One solution would be to actually verify the signatures; however, this would result in a very big file, meaning other teams were likely to get a better payload than yours.

The best solution I could find was to check if anything was signed in the last block; if yes, output 1, otherwise 0. This meant you didn’t have to check the signature at all.

minimtib

The first one I made for the CTF was called minimtib and was in the Web category. I got the idea for this challenge a while back when I read this article about scammers abusing an open redirect in Google (that is basically when you click on a link that starts with Google, but you end up somewhere else). In the article, it is stated that there was no way to generate these Google links for whatever redirect you wanted; you had to have that URL indexed by Google to be able to get a Google link to it. While reading that, my thoughts were “alright, bet” and that’s how this challenge came to be.

After some digging, I found out that I could actually generate a Google URL for whatever I wanted :O

Anyone can do this themselves with just a browser and a working computer, open Gmail, embed that link in an email, then email yourself so you don’t bother others, and lastly, right click + inspect element that link, and there you have it

The second part of the challenge consisted of a random bit of knowledge I found about redirects. You had to redirect to /flag and have the method be PUT, in a normal redirect with code 301, the method you are using is always transformed to GET, however there are actually multiple types of redirects, this part was created with the one with code 307 in mind (link to documention) which actually keeps the method intact allowing PUT to go through.

At the end of the competition, this had 4 solves out of the 18 teams that participated, so it was pretty hard.

void-zone

The second, named void-zone, was categorised as Pwn.
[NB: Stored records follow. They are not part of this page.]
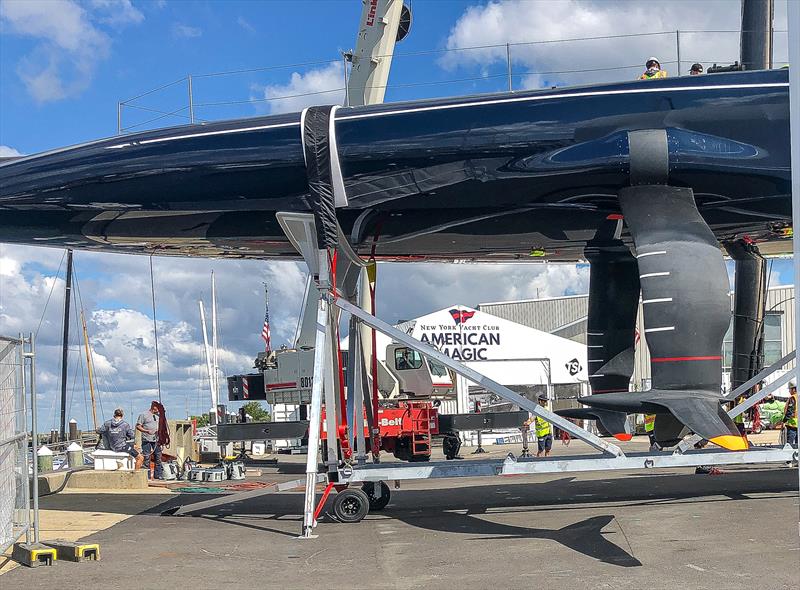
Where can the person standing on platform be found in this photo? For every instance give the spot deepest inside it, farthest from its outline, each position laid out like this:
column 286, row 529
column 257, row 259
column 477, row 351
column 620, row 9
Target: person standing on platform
column 653, row 70
column 544, row 431
column 147, row 424
column 789, row 421
column 649, row 429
The binary was quite small (source code below), in addition to this source, the libc had a module attached so that the function gets does not append a null byte after reading your input (more on this later).

int setup()
{
  g = (FILE *)stderr;
  qword_404148 = (FILE *)stdout;
  stream = (FILE *)stdin;
  setvbuf((FILE *)stdin, 0LL, 2, 0LL);
  setvbuf(qword_404148, 0LL, 2, 0LL);
  setvbuf(g, 0LL, 2, 0LL);
  fflush(stream);
  fflush(qword_404148);
  return fflush(g);
}
int __cdecl main(int argc, const char **argv, const char **envp)
{
  int result; // eax
  signed __int64 v4; // rax
  char v5[32]; // [rsp+10h] [rbp-20h] BYREF
  __int64 savedregs; // [rsp+30h] [rbp+0h] BYREF

  result = gets(v5);
  if ( &savedregs )
  {
    if ( (unsigned __int64)&savedregs < 0x7F000000 )
      v4 = sys_exit(1);
    return 0;
  }
  return result;
}

The protections for it were as follows

RELRO:      Full RELRO
Stack:      No canary found
NX:         NX enabled
PIE:        No PIE 0x3fe000

The bug is that the code is running result = gets(v5); meaning we have a buffer overflow with almost infinite space, should be easy, right?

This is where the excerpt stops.